At the same time, what we do everyday with a smaller staff as we do is pretty remarkable. So I think there is something to the notion of less people doing more.

There are also more outlets for work in terms of work that’s different and that’s exciting.

OJR: As the generation that’s used to the structured evening news format gets older and older and continues to shrink, are we going to start seeing some of these webcast techniques making their way into the evening news?

Samuels: I think it will over time. When you have a 20-year-old stringer in Islamabad doing your report it’s not going to look like Brian Williams. I am of the mind that younger people are more able to appreciate a raw unpolished news pieces. They are used to homemade videos on YouTube. YouTube is big because it’s not the polished sitcom stuff that’s on the network. It’s raw, it’s shaky video, it’s … its real, it’s gritty and I think that appeals to younger viewers.

When I took the job, I asked myself whether the anchor, Charlie Gibson, was the right man for the job for the younger audience? I have been so pleased with how he embraces the show. He values the show and he gets what we are trying to do. We don’t have him be anything other than what he is which is a very intelligent, passionate. He is not trying to pretend like he is young and hip. But the content of the show is different and he embraces that.

There are plenty of days where he will see something on the webcast and he will put it on the newscast. That has happened more than once.

I think in many ways we are almost a breeding ground, an experiment, if you will, to see what might work going forward for the news division.

Reconceiving storytelling at the Associated Press

Ted Anthony has played many roles for The Associated Press, from national correspondent to China news editor. Most recently in 2005, the AP tapped him to be the founding editor of asap, its multimedia news portal. Still, he says he considers himself, first and foremost, a writer—even publishing a book this month titled “Chasing the Rising Sun: The Journey of an American Song.”

Given the AP’s proven formula for writing breaking news articles, I spoke to Anthony about how this over 150-year-old news cooperative’s youngest division is tackling multimedia storytelling, how the asap has changed over the past two years, and what skills multimedia journalists need in the AP universe.

OJR: What were some of the initial goals of asap when it was launched and how have those goals evolved?

Anthony: We started the service in response to AP members who told us repeatedly they needed some help attracting and retaining the 18-to-34 year-old audience. But what we learned quickly along the way was that it was much more about how media was being consumed, than it was about the subject matter chosen for 18 to 34-year-olds.
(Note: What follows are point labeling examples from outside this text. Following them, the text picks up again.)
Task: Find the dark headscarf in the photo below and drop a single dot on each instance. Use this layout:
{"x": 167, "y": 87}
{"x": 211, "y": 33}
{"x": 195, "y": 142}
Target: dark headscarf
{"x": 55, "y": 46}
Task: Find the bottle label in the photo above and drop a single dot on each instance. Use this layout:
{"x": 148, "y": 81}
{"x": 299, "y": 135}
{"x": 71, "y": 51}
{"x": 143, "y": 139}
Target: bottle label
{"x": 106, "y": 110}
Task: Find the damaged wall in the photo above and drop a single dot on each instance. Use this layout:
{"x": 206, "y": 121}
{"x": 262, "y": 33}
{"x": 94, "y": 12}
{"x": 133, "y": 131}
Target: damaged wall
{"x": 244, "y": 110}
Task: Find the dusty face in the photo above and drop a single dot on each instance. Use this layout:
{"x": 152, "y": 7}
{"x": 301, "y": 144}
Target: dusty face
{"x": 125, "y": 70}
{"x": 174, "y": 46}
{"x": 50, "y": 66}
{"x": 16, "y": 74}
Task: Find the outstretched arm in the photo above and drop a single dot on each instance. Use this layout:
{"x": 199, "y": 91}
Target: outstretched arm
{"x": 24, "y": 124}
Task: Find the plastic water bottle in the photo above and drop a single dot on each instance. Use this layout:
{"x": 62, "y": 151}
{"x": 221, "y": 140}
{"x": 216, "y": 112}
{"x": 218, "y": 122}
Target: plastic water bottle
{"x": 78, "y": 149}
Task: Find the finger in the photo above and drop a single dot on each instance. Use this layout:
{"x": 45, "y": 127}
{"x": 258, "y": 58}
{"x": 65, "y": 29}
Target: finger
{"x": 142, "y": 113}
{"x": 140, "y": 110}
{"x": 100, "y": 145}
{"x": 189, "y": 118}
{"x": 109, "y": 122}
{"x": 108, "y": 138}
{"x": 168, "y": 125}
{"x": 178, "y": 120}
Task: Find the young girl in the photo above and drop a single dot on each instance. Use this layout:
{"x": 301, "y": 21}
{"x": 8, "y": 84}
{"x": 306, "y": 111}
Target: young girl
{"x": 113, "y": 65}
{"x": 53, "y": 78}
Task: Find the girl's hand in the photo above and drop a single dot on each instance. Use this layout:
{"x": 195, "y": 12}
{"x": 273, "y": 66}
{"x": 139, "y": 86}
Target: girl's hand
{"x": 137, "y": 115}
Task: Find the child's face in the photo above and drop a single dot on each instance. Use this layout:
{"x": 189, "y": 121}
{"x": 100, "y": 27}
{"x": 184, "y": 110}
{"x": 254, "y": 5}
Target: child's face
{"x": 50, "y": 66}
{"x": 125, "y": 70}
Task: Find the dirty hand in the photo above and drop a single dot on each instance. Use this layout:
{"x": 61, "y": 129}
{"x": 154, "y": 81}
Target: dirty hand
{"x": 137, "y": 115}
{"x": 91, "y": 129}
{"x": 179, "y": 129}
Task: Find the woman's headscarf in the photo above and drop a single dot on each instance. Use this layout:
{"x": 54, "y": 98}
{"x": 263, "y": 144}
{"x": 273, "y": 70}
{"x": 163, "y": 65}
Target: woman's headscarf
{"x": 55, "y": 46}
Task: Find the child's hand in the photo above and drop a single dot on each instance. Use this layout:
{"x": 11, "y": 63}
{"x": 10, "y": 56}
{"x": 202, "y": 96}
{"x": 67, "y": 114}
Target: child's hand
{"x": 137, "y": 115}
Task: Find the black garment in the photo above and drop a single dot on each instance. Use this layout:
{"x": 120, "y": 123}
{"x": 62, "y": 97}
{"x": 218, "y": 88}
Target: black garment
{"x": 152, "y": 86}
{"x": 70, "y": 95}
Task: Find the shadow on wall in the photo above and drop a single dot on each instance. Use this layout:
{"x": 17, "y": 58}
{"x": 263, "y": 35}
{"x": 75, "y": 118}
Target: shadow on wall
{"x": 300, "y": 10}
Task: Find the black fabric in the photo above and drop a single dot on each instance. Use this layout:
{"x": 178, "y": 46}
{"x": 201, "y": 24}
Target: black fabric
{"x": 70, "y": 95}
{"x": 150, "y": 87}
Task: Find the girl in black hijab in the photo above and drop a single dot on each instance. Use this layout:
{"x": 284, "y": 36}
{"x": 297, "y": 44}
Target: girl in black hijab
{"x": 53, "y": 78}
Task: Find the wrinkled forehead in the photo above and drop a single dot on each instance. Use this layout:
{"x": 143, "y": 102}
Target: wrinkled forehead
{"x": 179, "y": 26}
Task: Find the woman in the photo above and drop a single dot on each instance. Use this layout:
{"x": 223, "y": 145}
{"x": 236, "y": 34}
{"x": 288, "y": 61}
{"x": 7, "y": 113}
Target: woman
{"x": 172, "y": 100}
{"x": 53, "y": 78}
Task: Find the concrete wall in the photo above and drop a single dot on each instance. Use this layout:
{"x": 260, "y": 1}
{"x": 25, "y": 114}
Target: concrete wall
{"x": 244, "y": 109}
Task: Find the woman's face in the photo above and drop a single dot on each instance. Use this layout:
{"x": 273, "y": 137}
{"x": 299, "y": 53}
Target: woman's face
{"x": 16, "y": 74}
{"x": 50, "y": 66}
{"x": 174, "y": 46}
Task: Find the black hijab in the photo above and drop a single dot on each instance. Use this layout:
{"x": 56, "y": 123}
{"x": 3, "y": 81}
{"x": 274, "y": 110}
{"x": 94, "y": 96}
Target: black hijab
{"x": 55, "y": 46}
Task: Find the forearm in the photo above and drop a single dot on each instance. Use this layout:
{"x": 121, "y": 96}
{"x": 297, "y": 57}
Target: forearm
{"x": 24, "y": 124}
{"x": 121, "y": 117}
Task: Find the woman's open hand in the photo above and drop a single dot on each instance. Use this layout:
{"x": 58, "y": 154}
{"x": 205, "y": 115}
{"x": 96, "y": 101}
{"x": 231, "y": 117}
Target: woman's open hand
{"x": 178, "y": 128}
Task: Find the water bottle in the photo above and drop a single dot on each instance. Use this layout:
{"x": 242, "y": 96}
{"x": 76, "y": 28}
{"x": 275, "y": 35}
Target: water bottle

We found it very much transcended that age group. We have people as old as in their eighties who have said that they consume media in the ways that the online world has become accustomed to.
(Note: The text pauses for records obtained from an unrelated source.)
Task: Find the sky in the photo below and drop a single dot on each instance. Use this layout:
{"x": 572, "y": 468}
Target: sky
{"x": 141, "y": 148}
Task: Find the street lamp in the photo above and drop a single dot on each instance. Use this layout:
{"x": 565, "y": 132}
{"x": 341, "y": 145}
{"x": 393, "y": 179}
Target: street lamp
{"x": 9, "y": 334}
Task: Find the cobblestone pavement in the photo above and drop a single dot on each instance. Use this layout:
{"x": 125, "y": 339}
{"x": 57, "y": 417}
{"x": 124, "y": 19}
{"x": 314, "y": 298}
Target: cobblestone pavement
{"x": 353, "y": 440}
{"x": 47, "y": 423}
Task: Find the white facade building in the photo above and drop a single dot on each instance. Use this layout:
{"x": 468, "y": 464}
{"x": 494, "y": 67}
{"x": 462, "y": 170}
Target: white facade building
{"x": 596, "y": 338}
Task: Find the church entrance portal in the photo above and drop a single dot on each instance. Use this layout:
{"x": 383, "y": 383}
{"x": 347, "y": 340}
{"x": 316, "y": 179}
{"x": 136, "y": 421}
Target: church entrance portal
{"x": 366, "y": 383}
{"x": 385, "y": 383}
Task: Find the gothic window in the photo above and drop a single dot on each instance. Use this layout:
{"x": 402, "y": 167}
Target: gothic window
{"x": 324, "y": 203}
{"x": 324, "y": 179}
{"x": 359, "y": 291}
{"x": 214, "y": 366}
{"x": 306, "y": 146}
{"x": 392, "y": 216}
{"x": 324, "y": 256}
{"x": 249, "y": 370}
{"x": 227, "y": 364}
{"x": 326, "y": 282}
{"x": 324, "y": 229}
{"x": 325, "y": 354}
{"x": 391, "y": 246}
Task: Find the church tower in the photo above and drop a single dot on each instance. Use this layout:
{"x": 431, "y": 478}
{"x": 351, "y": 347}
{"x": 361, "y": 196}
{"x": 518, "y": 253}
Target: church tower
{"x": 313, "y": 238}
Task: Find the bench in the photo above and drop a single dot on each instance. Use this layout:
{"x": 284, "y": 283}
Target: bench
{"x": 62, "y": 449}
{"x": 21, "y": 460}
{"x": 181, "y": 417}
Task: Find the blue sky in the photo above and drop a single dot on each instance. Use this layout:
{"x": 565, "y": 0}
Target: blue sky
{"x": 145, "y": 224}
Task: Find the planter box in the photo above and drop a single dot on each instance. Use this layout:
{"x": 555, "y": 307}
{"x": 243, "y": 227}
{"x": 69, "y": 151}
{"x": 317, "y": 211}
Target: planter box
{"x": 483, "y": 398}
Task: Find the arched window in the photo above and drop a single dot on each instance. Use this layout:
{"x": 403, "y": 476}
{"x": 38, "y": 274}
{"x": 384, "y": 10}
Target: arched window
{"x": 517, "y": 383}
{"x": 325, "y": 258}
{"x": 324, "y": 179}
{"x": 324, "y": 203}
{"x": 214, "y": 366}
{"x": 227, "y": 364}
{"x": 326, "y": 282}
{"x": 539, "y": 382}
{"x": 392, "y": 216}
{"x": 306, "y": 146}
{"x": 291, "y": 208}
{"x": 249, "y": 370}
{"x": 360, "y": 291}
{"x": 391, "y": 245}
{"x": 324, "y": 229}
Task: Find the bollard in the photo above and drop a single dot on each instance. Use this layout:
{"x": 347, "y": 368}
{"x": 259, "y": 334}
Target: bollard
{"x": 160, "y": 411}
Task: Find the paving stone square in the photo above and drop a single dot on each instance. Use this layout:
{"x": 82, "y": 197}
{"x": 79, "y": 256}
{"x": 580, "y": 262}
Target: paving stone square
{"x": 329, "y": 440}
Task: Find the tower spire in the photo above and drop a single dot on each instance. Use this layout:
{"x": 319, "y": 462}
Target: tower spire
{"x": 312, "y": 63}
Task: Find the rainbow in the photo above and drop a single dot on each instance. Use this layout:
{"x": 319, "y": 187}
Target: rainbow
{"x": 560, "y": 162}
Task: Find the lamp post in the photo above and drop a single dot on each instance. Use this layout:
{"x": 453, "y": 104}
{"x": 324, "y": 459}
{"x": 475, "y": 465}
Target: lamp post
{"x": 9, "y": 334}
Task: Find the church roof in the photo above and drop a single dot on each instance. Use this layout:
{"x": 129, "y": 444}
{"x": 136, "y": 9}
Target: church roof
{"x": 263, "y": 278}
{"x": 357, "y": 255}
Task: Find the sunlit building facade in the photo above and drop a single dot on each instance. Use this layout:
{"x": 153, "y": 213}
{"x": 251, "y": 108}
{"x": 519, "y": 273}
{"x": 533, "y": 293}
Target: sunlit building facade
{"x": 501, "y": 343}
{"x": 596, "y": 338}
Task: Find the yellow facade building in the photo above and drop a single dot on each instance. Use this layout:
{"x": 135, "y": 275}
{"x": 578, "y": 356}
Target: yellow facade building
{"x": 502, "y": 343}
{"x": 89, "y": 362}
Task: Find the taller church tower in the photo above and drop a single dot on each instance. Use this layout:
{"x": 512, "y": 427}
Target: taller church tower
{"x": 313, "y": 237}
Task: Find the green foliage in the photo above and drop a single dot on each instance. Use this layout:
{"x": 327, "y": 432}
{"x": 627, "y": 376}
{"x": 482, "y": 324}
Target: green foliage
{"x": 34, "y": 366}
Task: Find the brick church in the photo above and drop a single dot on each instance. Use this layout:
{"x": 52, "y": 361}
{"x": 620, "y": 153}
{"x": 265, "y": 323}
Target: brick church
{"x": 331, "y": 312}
So reaching a younger audience was the dominant narrative, but by the same token we very much wanted to fundamentally reconceive storytelling at the AP. In some ways we wanted to get away from the assumption that a story would be text and photos. We implemented what we call the multimedia litmus test that would ask at the beginning of the story process, how should the story be told?

We also recognized that the AP is this rich tapestry of people from around the world, who know different things and who have different sets of experiences in different areas of expertise. So another goal was that we wanted to bring them into the mix, in ways that perhaps they hadn’t been brought in before. Their main product had always been the stories that they wrote, the photographs that they took and then applied in ways that were time-tested. But we wanted to see what we could do in bringing out those talents in different forms.
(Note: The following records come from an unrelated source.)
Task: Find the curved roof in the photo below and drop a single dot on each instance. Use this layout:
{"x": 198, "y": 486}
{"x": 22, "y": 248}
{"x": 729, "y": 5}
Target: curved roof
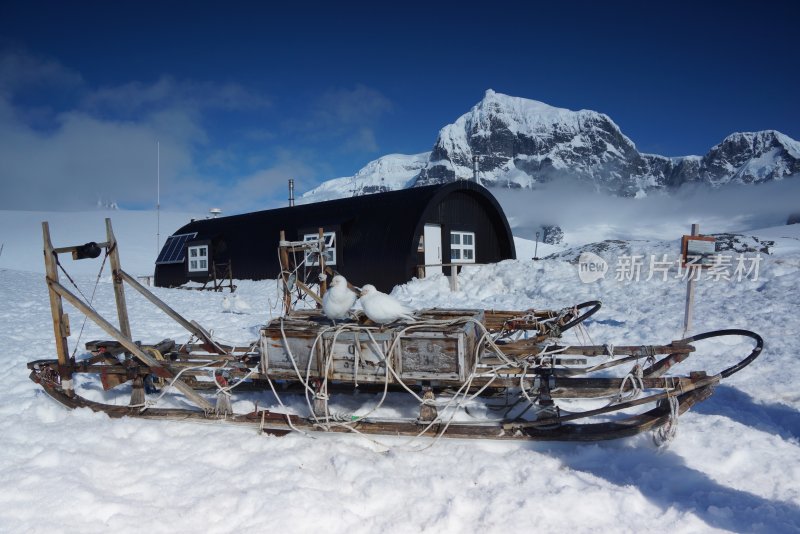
{"x": 384, "y": 225}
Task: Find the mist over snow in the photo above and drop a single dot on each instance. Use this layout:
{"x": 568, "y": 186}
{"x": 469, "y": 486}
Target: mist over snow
{"x": 587, "y": 216}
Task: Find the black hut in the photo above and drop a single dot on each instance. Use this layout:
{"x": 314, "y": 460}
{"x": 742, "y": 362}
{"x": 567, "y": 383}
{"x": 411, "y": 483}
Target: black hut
{"x": 380, "y": 239}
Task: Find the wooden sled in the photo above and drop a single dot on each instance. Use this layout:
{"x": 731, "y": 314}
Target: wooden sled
{"x": 507, "y": 375}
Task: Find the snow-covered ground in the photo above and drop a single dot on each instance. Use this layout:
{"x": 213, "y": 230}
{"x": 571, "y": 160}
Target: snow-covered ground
{"x": 733, "y": 466}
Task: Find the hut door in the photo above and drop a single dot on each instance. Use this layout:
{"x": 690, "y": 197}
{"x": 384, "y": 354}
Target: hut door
{"x": 433, "y": 249}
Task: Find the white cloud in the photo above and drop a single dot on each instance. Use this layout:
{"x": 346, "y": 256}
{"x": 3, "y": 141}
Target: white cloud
{"x": 104, "y": 145}
{"x": 20, "y": 69}
{"x": 166, "y": 91}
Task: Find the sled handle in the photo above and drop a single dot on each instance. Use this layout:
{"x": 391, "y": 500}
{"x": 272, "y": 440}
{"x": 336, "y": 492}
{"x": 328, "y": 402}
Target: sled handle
{"x": 595, "y": 305}
{"x": 733, "y": 332}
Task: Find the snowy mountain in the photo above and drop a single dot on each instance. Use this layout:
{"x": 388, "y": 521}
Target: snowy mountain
{"x": 388, "y": 173}
{"x": 521, "y": 142}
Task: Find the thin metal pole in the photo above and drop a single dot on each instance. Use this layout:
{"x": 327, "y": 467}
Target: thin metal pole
{"x": 687, "y": 315}
{"x": 158, "y": 197}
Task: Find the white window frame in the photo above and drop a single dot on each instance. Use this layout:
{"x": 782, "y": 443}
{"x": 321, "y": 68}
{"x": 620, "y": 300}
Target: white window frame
{"x": 459, "y": 250}
{"x": 197, "y": 262}
{"x": 330, "y": 248}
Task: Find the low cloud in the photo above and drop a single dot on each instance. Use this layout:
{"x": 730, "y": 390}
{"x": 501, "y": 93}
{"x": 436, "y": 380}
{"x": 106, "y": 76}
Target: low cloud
{"x": 585, "y": 215}
{"x": 168, "y": 92}
{"x": 102, "y": 143}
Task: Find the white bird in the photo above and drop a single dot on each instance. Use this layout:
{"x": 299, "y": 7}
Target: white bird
{"x": 383, "y": 308}
{"x": 338, "y": 299}
{"x": 239, "y": 303}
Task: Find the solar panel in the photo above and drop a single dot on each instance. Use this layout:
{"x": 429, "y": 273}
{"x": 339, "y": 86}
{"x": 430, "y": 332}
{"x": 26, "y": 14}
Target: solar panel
{"x": 174, "y": 250}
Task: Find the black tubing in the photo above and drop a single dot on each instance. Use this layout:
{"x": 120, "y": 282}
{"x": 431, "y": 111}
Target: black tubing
{"x": 595, "y": 304}
{"x": 733, "y": 332}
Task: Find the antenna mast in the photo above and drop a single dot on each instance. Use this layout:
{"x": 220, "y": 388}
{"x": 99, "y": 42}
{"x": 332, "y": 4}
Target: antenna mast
{"x": 158, "y": 197}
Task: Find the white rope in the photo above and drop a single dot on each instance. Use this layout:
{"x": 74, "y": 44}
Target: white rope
{"x": 666, "y": 433}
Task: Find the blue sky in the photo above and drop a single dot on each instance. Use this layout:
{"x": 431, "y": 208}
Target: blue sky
{"x": 244, "y": 95}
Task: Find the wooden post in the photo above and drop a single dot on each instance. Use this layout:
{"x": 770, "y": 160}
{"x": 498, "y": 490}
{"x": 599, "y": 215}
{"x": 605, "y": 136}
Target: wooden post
{"x": 60, "y": 328}
{"x": 687, "y": 316}
{"x": 453, "y": 277}
{"x": 119, "y": 288}
{"x": 155, "y": 366}
{"x": 175, "y": 316}
{"x": 323, "y": 284}
{"x": 284, "y": 259}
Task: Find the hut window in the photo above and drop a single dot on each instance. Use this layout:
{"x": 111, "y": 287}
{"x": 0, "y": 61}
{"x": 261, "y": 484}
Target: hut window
{"x": 462, "y": 247}
{"x": 330, "y": 248}
{"x": 198, "y": 258}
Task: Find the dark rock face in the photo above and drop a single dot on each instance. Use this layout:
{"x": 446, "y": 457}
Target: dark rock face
{"x": 552, "y": 234}
{"x": 522, "y": 142}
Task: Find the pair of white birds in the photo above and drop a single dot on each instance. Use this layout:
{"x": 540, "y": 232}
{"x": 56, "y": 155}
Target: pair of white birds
{"x": 379, "y": 307}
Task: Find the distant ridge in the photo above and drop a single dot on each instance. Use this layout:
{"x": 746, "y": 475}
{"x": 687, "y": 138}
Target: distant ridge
{"x": 521, "y": 143}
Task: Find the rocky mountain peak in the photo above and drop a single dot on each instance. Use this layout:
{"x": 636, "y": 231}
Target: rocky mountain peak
{"x": 520, "y": 142}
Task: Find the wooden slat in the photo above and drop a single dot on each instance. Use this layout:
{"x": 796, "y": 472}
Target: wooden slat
{"x": 130, "y": 345}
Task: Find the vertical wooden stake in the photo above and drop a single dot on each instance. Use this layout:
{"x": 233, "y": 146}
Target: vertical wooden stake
{"x": 323, "y": 284}
{"x": 284, "y": 258}
{"x": 687, "y": 316}
{"x": 119, "y": 288}
{"x": 57, "y": 311}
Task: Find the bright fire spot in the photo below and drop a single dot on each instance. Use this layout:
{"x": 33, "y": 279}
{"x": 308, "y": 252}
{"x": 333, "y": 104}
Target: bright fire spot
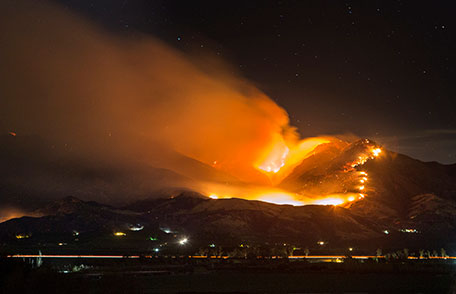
{"x": 329, "y": 201}
{"x": 279, "y": 198}
{"x": 276, "y": 159}
{"x": 376, "y": 151}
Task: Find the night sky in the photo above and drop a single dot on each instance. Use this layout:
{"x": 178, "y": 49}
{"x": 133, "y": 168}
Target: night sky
{"x": 378, "y": 69}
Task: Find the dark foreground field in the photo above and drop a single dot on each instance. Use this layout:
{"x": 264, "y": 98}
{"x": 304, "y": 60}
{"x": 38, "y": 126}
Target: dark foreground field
{"x": 260, "y": 278}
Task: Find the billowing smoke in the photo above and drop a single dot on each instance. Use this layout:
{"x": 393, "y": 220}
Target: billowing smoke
{"x": 106, "y": 100}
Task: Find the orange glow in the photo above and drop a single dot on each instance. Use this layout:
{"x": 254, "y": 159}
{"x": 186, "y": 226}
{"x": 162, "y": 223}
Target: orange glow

So asap has evolved into what we call a premium multimedia service of The Associated Press. The asap entertainment editor calls it a multimedia imprint of AP and an alternative storytelling lab.

OJR: How alternative can asap’s storytelling be given its clients—the traditional newspaper industry?

Anthony: Well, I recognize that when we talk about alt-storytelling in the newspaper industry, we are a little less alt then perhaps the mainstream of the Internet has become. But it’s the place where we need to be pushing towards—we recognize that. The way we are experimenting with storytelling is very much the mainstream in some online communities.

OJR: How is it different reporting and putting together a multimedia piece?

Anthony: I’m the child of linguists and the printed word is very near and dear to me. But when I started pushing into this stuff, I realized that the fundamental building blocks of storytelling really do cross platforms–and I know that’s a very trendy way to put it these days, but it is very true. We perceive stories in certain ways. We recognize that a story moves through time. We recognize that a story has characters, settings. We recognize that a story has resolution. All of those things that we apply to storytelling, whether it’s non-fiction or fiction, those things all play very much into multimedia.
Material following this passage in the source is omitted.